Seven Texas children are back in the U.S. after being abandoned in a Nigerian orphanage.

Authorities are investigating accusations that the kids ranging in age from 8 to 16 years old, were actually left by their adoptive mother.

They were found by an American missionary who heard them speaking English.

When Pastor Warren Breem visited a Nigerian orphanage, he certainly expected to meet children. What he didn't expect to find were American children.

The youth pastor from Cornerston Church says, "We just asked straight up to the child, 'Where are you from?' And the little girl looked up and said, 'Houston.'"

The four boys and three girls were brought to Nigeria by their adoptive mother, Mercury Higgins. She enrolled them in a school and, according to investigators, she returned to Houston a month later. When the tuition payments stopped, the kids wound up living in a cramped and dilapidated shack.

All of them were sick and malnourished when they were found by Nigerian authorities and placed in an orphanage.
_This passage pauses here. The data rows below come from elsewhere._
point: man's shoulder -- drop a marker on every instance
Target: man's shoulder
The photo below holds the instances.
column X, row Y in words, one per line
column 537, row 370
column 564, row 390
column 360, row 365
"I saw a place I wouldn't have put my dog at," Breem tells The Early Show co-anchor Rene Syler. "For one thing, it was very, very rundown. I definitely didn't expect to see American children. So when all of a sudden this young lady starts talking in a Texas drawl, we were all set back on our heels. She took us to see her seven brothers and sisters, and a dark concrete room that they just sat back against the wall, resigned to living in that place."
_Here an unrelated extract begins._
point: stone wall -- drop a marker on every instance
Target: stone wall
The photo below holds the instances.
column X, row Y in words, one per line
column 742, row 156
Estella Olguin of Child Protective Services says, "One of the kids had the same pair of shoes he has owned for two years. Obviously, kids grow out of clothes. They are growing. But he had made holes in the front of his shoes so he could still wear them. So his feet were sticking out of his shoes."

Breem says when he realized the children were American, he tried to get as much information as possible out of them to convince United States authorities these kids had to be brought back home.
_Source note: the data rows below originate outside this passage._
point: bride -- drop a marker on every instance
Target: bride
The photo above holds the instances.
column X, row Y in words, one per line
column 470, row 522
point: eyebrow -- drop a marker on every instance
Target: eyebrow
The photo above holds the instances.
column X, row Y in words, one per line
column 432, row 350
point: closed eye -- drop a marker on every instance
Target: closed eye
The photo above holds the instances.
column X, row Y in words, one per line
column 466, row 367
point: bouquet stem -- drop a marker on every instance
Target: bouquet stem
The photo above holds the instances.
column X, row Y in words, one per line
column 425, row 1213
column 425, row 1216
Breem says, "They started telling us what school they went to, the names of their teachers, what church they went to in Houston, the name of the pastor - so many intricate details that were so American that they couldn't be any other way."

Armed with detailed information Breem wrote a memo to his pastor in San Antonio.

"God had given him connections over the years that would make this work," Breem says about his pastor. "When we sent him that e-mail, he questioned me to make sure that these were really American children. Then he called immediately Sen. John Cornyn, Congressman Tom DeLay (R-Texas) and they literally worked tirelessly to see this happen."

Breem's wife, Susan, says when she first heard her husband's story, she was very surprised.

"I couldn't believe it," she says, "You just don't hear of American kids over there in another country stored away. How could a mother go over there and drop them off and leave them and then she comes back here? It was unbelievable to hear that. But we knew our one goal was to get them back to America, where they belong."

When they returned to the U.S. on Friday, three of the children were treated for malaria. Their adopted mother is under investigation.